Geçen ayın ağırlığı ve sanatçıyla beklenmedik bağlantı beni çok etkiledi. Büyük ölçüde boş olan müzede oturup hıçkıra hıçkıra ağladım.

Orada, karanlık odada sakin ve mütevazi olmaya çalıştım ama çok geçmeden bir adam yanıma geldi ve iyi olup olmadığımı sordu.

Ona annemin yakın zamanda öldüğünü ve onu çok özlediğimi söyledim.

Yanıma oturdu, kibarca onayımı aldıktan sonra sırtımı ovuşturdu ve ihtiyacım olduğu sürece benimle oturacağını söyledi.

Adını sordum.

Owen, dedi.

O bana sordu.

Suzie, diye yanıtladım.

Ya anneminki?

Stephanie.

Bizi kalbinde tutacağını söyledi ve sarılmaya ihtiyacım olup olmadığını sordu.

Yaptım. Topuklu ayakkabı giysem bile, tamamen yabancı birine sarılıp omzuna hıçkıra hıçkıra ağlardım. Ona varlığımın her zerresiyle teşekkür ettim.

Son sergiyi atladım ve kocama koştum.

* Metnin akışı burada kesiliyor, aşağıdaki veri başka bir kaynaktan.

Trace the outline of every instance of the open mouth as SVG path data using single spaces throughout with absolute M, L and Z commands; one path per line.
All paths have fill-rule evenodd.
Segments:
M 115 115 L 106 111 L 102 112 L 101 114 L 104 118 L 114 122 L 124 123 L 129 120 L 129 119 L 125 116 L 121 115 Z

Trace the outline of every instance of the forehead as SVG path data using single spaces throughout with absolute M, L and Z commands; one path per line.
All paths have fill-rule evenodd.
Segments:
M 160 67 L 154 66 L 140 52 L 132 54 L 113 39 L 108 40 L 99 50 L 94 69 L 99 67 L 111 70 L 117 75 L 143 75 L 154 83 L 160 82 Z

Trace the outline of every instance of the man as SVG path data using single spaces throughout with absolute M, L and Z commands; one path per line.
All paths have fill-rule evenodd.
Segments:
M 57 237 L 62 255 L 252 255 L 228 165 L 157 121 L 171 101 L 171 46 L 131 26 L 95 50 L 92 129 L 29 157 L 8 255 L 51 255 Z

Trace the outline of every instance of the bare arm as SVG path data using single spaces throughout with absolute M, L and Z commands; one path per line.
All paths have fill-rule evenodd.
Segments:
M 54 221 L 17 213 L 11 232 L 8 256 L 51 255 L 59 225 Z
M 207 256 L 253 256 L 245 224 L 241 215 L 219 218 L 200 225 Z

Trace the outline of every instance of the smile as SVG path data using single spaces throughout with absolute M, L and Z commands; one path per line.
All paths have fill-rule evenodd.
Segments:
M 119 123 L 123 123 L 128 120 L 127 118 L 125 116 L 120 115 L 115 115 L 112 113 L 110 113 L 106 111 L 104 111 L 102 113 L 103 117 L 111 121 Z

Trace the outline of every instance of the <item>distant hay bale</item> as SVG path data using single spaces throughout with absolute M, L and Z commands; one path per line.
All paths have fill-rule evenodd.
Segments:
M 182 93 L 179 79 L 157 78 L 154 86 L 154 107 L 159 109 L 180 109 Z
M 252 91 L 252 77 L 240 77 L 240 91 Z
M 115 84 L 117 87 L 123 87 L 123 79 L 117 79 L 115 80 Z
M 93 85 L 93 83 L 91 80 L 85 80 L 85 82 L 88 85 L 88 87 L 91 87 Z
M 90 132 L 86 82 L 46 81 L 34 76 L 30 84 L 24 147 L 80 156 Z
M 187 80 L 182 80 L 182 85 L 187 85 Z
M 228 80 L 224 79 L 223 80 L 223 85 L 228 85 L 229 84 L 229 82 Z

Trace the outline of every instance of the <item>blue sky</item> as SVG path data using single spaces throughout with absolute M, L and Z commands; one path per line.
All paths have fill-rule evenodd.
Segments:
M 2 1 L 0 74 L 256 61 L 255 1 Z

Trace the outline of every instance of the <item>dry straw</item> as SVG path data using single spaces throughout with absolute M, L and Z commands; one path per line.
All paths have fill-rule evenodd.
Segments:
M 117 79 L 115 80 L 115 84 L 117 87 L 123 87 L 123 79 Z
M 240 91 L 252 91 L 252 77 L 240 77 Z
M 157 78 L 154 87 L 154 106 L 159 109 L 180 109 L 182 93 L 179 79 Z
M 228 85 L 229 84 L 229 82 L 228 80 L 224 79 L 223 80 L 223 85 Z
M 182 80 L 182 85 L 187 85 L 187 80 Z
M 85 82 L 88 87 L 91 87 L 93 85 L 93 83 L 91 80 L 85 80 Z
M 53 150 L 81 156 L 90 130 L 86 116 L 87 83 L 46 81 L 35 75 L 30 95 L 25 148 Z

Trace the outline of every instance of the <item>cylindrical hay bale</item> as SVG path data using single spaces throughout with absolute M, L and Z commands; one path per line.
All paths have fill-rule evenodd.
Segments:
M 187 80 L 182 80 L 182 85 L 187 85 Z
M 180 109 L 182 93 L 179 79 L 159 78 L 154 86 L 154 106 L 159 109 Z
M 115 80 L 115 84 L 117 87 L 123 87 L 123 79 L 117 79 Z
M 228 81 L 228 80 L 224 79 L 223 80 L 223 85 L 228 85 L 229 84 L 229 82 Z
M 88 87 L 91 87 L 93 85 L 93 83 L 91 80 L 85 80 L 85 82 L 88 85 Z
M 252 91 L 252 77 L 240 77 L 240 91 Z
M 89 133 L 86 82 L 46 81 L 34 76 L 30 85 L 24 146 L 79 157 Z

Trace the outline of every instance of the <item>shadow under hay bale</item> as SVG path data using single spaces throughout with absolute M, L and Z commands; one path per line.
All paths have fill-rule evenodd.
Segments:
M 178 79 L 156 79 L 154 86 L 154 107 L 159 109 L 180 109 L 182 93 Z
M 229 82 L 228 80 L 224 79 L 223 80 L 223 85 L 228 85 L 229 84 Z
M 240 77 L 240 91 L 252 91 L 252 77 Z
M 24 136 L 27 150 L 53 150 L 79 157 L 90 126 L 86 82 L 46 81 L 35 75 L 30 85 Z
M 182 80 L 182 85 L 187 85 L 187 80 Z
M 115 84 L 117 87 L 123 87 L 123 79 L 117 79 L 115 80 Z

Neden bilmiyorum ama Owen’ın yüzünü ışıkta görmeye dayanamadım.

— Suzanna Publicker Mettham

tehlike


Sevgili günlük:

Aralık 1967’ydi. New Jersey, Fort Dix’te temel eğitimi yeni bitirmiştim ve üniformayla Boston’a gidiyordum. Hatırlayamadığım nedenlerle yol boyunca New York’ta durdum.

Bir kar fırtınasında Yukarı Doğu Yakası’nda yürürken, üniformalı başka bir adam gördüm. Daha yaşlıydı ve şapkasında onu bir subay olarak tanımlayan tanıdık altın şerit vardı.

Bir selam verdim. İade edilmedi. Üniforma bana yabancıydı, bu yüzden yabancı bir subay olduğunu varsaydım. Askeri nezaket hâlâ selam vermemi gerektiriyordu.

Yolun biraz ilerisinde başka bir memurla karşılaştım ve kabul edilmeyen başka bir selam verdim. Üniforması bile bana garip geldi.

Üçüncü kez, selamladığım adam, büyük bir apartmana giden bir çift için kapıyı tutarken beni görmezden geldi.